You can avoid the logf() if you replace the table by its logarithm and

     fcb_gain = expf(ff_dot_productf(s->gain_pred_err, gain_coeff, 6) -
                     5.2409161640 + ff_wmavoice_gain_codebook_fcb[idx]);
     pred_err = av_clipf(ff_wmavoice_gain_codebook_fcb[idx], log(0.05), 
log(5.0)));

> +    if (frame_desc->acb_type == 1) {
> +        for (n = 0; n < size; n++) {
> +            int pitch_sh8 = (s->last_pitch_val << 8) +
> +                ((s->pitch_diff_sh16 * (block_idx * size + n)) >> 8);
> +            int pitch = (pitch_sh8 + 0x6F) >> 8;
> +            idx = (((pitch << 8) - pitch_sh8) * 8 + 0x80) >> 8;
> +            //FIXME don't call this with len=1
> +            ff_acelp_interpolatef(&excitation[n], &excitation[n - pitch],
> +                                  ff_wmavoice_ipol1_coeffs, 17,
> +                                  (idx >= 0) | (abs(idx) << 1), 9, 1);

I think you can at least call this with len=s->pitch_diff_sh16 or 
something like that (since pitch_sh8 seems to change only after a 
certain fixed number of iterations).

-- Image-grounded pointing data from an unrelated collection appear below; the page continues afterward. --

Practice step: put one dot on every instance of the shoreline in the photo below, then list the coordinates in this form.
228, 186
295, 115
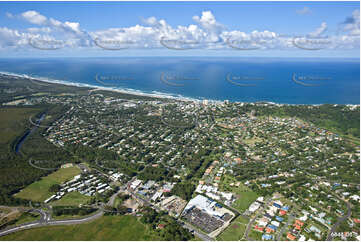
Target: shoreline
156, 94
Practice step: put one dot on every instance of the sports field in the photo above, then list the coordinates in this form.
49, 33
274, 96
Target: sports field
39, 190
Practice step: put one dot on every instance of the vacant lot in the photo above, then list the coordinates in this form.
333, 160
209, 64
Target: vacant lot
245, 196
104, 228
71, 199
13, 123
39, 190
234, 231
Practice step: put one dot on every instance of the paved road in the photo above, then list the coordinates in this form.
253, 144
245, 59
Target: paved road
290, 219
197, 233
339, 221
249, 226
46, 220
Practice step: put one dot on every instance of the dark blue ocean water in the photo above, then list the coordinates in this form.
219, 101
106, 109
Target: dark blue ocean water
280, 80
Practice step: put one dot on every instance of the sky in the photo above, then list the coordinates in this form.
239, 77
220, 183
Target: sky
272, 29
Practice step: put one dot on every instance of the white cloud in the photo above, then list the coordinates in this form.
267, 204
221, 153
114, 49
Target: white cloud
319, 31
205, 33
304, 11
34, 17
352, 24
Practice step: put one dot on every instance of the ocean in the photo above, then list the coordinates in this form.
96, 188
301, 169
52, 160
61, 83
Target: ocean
278, 80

Also it will not stay in the way 
for SIMD optimizations.

> +static const uint8_t ff_wmavoice_dq_lsp10i[0xf00] = {
> +    125, 109,  84,  55,  34,  51, 109, 112, 118, 132,
> +    122, 102,  78,  80, 132, 119, 132, 132, 125, 131,

I think static tables should not have a "ff_" prefix.

Also, please also look at the doxygen warnings, there are quite a few 
that are really relevant.

-Vitor